Lorsqu'un être éprouve l'absence de la présence du divin dans sa vie intérieure, et qu'il en ressent de l'affliction, réalisant que son existence présente va s'anéantir dans la mort, il est déjà sur la voie de la religion véritable.


Ce sentiment de vide intérieur n'est pas lié à une frustration matérielle ou affective. Cet état se manifeste lorsque l'ego réalise qu'il est perdu, et qu'il doit renouer de toute urgence avec le fil de sa destinée éternelle. C'est la foi.


Il n'y a aucune croyance spéciale dans ce processus intime. Pour que le lien de la foi s'affermisse et que l'être trouve un havre pour préserver sa flamme intérieure des tempêtes de la vie mondaine et de ses propres faiblesses, il doit se mettre en quête de compagnons d'âme.


C'est par la reconnaissance d'une famille d'esprit que commence la démarche religieuse active, alors qu'avant cette découverte, l'être isolé demeure un profane.


Le sacré ne peut se vivre seul. Le sacré est une participation communautaire qui commence lorsque quelques âmes orientées vers la libération spirituelle sont réunies dans un cadre approprié.


Sur la base de la foi fondamentale telle que nous l'avons définie, la vie spirituelle authentique s'inscrit dans la durée par un engagement, marqué par un rite d'introduction dans une communauté d'âmes en résonance avec notre aspiration essentielle.


Depuis la décadence des religions traditionnelles qui ne peuvent plus prétendre offrir aux laïcs un cadre pour travailler à leur perfectionnement intérieur, les chercheurs spirituels se sont mis en quête de structures initiatiques alternatives.


C'est un parcours du combattant où beaucoup errent d'un groupe au nom prestigieux à un autre tout aussi bidon.


Là encore, on découvre que ces centres initiatiques sont des auberges espagnoles où chacun peut satisfaire sa quête individuelle pour obtenir des pouvoirs psychiques ou des connaissances.


La foi y est souvent réduite à un culte des hirérarchies angéliques, sous la forme d'une pratique de l'occultisme cabalistique - nommée « magie blanche » ou théurgie.


Or, il faut rappeler que les anges ne sont pas aptes à sauver les âmes, et que ceux qui se présentent lors des invocations magiques ou des cérémonies religieuses, appartiennent aux basses hiérarchies.


C'est toujours cette catégorie d'êtres invisibles inférieurs, les plus proches de l'état de conscience des opérateurs des rites, qui est invoquée lors des séances de magie.


C'est pourquoi, les instructeurs gnostiques ont déconseillé d'entretenir un lien avec ces dimensions spirituelles car un démon peut facilement se présenter sous l'identité d'un archange ou d'un dieu.


La recherche d'une structure initiatique n'est donc pas aisée.
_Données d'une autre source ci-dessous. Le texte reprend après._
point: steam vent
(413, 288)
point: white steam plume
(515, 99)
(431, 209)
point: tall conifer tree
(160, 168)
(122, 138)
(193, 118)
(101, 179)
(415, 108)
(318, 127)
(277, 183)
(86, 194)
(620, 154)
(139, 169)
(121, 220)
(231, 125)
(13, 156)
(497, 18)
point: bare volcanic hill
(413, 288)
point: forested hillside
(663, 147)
Si l'on en croit René Guénon ou Julius Evola, qui ont étudié les courants spirituels dans la première partie du Xxème siècle, il n'y aurait plus en occident de cadre initiatique opérationnel.


On ne trouve que des structures contre-initiatiques, arborant des titres traditionnels prestigieux, comme la trop célèbre organisation AMORC qui se prétend « Ancien et Mystique Ordre de la Rose Croix » sans même disposer des moindres éléments initiatiques et doctrinaux propres à la véritable Rose-Croix occidentale.
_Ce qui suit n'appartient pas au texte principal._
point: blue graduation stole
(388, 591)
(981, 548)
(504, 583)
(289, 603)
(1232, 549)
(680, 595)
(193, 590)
De nombreux chercheurs ont erré dans ces structures pseudo-traditionnelles et y ont laissé des plumes et beaucoup d'illusions. Il faut évoquer également la franc-maçonnerie, enjésuitée et judaïsée qui n'a plus de caractère initiatique authentique depuis au moins trois siècles.



Alors, dépité et dégoûté des orthodoxies occidentales décadentes en cet âge noir, le chercheur de vérité s'est tourné vers l'orient, avant de s'apercevoir, s'il est lucide, que les gourous hindous qui se présentent sur le marché de la spiritualité avec des publicités alléchantes, n'ont guère plus à lui apprendre - et peut-être moins ? - que le curé de la paroisse de sa jeunesse.
L'exotisme fait illusion pendant un temps, mais la rengaine finit par être lassante.
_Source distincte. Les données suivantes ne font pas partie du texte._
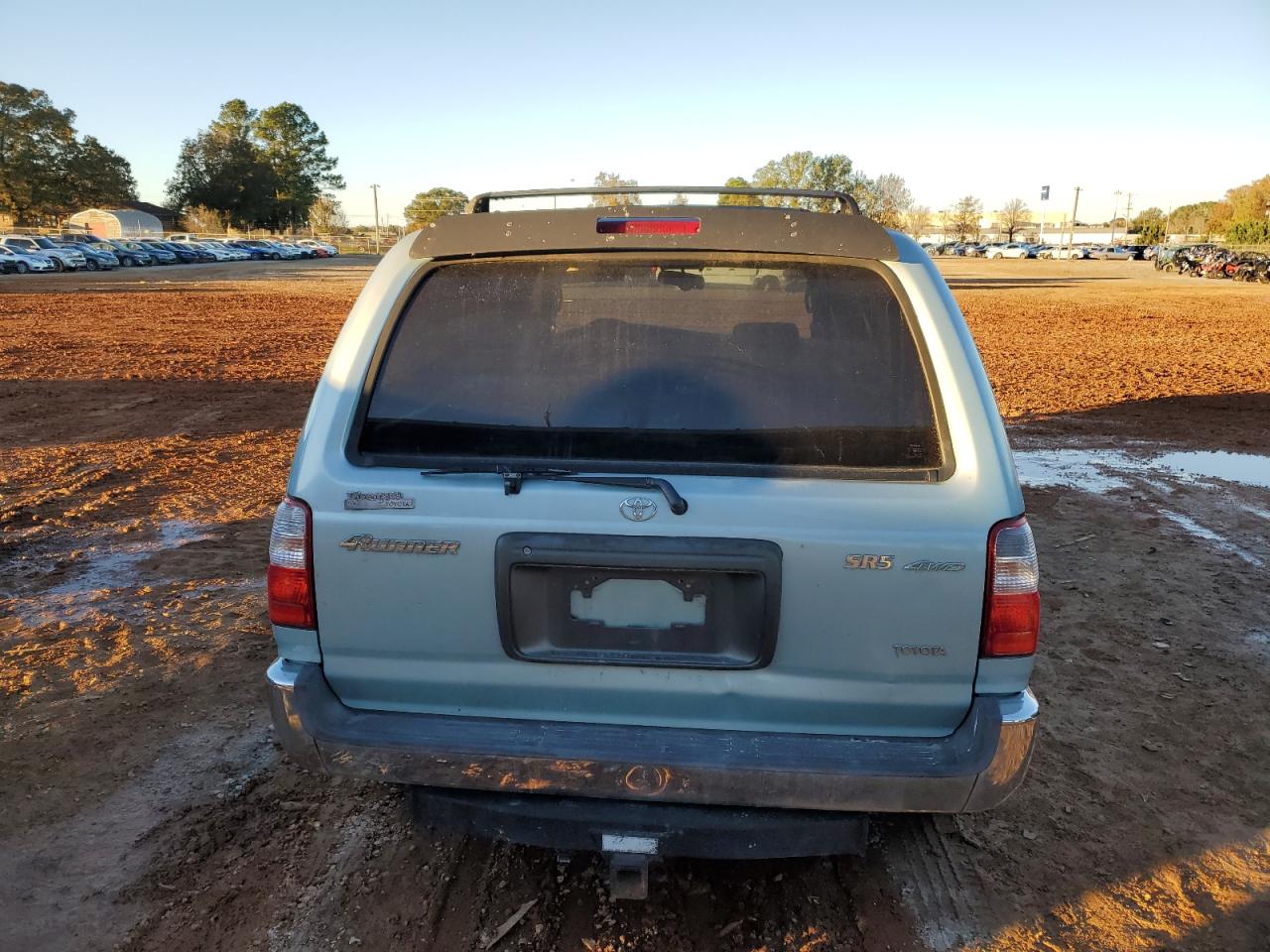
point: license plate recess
(543, 579)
En évoquant l'Inde, il y a toutefois un élément en faveur de l'Hindouisme - aussi impénétrable que soit cette doctrine dans ses aspects ésotériques - c'est son respect pour les dieux dont les noms trouveront encore un écho dans les temples de l'Inde, alors que le nom du Christ sera oublié.
Nous qui vivons dans une Europe athée, où les religions sont prostituées à l'ordre mondial, et où les structures initiatiques sont contrôlées par des confréries occultes et politiques, comment trouver une communauté spirituelle ?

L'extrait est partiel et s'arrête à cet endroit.